Secretary of State Jeremy Hunt's blog on Maternity Safety

on 12 July 2017 Safety Secretary of State for Health

I will never forget meeting Carl Hendrickson. He came to a meeting I had with families who suffered from poor care at Morecambe Bay and I couldn’t quite work out why he insisted on bringing his son. Then he told his story, notably meeting and marrying the love of his life, the joy of a first child and then – in a devastating sequence of events – losing both his wife and a second child because of poor maternity care. He bought his son to see me because he wanted him to see with his own eyes that he had taken his concerns right to the top.

There are a million different things you can focus on as Health Secretary. But you also know that if you don’t set just a few top priorities you won’t change anything at all. Meeting people like Carl – alongside other brave campaigners like James Titcombe, Scott and Sue Morrish and Paul and Melissa Mead – made my choice for me: patient safety. Why would we not want to do more to avoid the appalling human misery created by the 150 NHS hospital deaths every week that have a 50% or more chance of being avoidable?

That’s why two years ago, I set out a simple ambition for the NHS: to be one of the safest places in the world to give birth by halving rates of stillbirth, maternal and neonatal deaths and birth-related brain injuries in babies by 2030. And last year I launched the Maternity Safety Action Plan to give us a practical framework for achieving this ambition.

As the US surgeon Atul Gawande has written, success in modern medicine has a lot to do with our ability to manage complexity. The big paradox is that the march of medical science, and with it the need to co-ordinate technology, people and expertise, can actually increase the potential for error rather than decrease it.

Where there is poor teamwork, or blurred lines of accountability, or there is anything less than a 100%, systemic focus on safety across an organisation, the result is almost inevitably points of failure. In an air disaster, these would be called “signatures” of failure, and would result in a whole system response to learn lessons and eradicate these fault lines before further tragedy results. We need to introduce the same, systematic approach across the NHS.

So what does this mean in practice?

Whenever I visit an NHS maternity or neonatal service I’m often struck by the leadership, commitment and innovation demonstrated by midwives, obstetricians, neonatologists and others working together to ensure that mothers and babies stay safe throughout pregnancy, in labour and after birth. Some, such as Southmead under the leadership of Tim Draycott, are world-beaters but many others are also genuinely world class.

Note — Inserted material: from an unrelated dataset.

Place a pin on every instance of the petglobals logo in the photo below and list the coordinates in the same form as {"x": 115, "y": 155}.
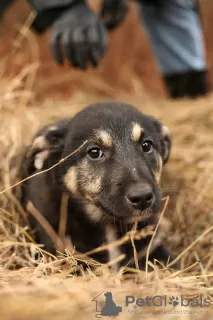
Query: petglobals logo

Yet we know from recent surveillance reports, and the RCOG’s Each Baby Counts report, that there is still significant room for improvement within maternity care. The latter found that a quarter of local reviews into stillbirths, neonatal deaths and severe brain injuries did not contain enough information to draw conclusions about the quality of care provided. Parents were invited to be involved in only 34% of reviews. Although it is improving, we still have one of the highest rates of stillbirth in Western Europe.

But we also know that, with determined focus, extraordinary progress can be made. In just two years Taunton and Somerset NHS Foundation Trust has reduced stillbirths by around 35%, increased the detection of small babies before birth and boosted flu vaccine uptake by pregnant women to levels well above the national averages. How has it done this? With a system-wide focus on building a culture where teams have the confidence to learn from what they do well as well as learning when things go wrong.

This year, through the £8.1million Maternity Safety Training Fund, every maternity service in the country is undertaking multi-disciplinary training on leadership, team working and communication, human factors, fetal growth monitoring, cardiotocography (CTG) interpretation or emergency drills – all of which are vital for targeting and learning from the failings that lie behind previous mistakes.

Meanwhile, the Maternal and Neonatal Health Safety Collaborative has started working with 44 Wave One trusts to develop their quality improvement expertise and enable them to work collaboratively to improve clinical practices and reduce unwarranted clinical variation.  The Collaborative’s central support team is helping local teams to use data to design improvement projects aligned to the national maternity safety ambition.

I have said many times I want the NHS to be the world’s largest learning organisation. Well let’s start with maternity safety. We are proud to have a National Health Service – so let’s make sure when there is a mistake or point of learning in one part of the country we have the systems in place to transmit that to every corner of the NHS. And when we have achieved it for maternity, let’s make sure the same thing happens across every specialty.

When the NHS was founded in 1948, we said as a country that all citizens had equal value and we didn’t want anyone to worry about the size of their bank balance before accessing medical care. Focusing on patient safety is part of that ideal because it says every single patient matters. Or every single baby counts. So congratulations to the RCOG, Royal College of Midwives and the British Association of Perinatal Medicine on the work it is doing to support this ambition and let’s make this a turning point in our ambition to offer the safest maternity care available anywhere on the planet.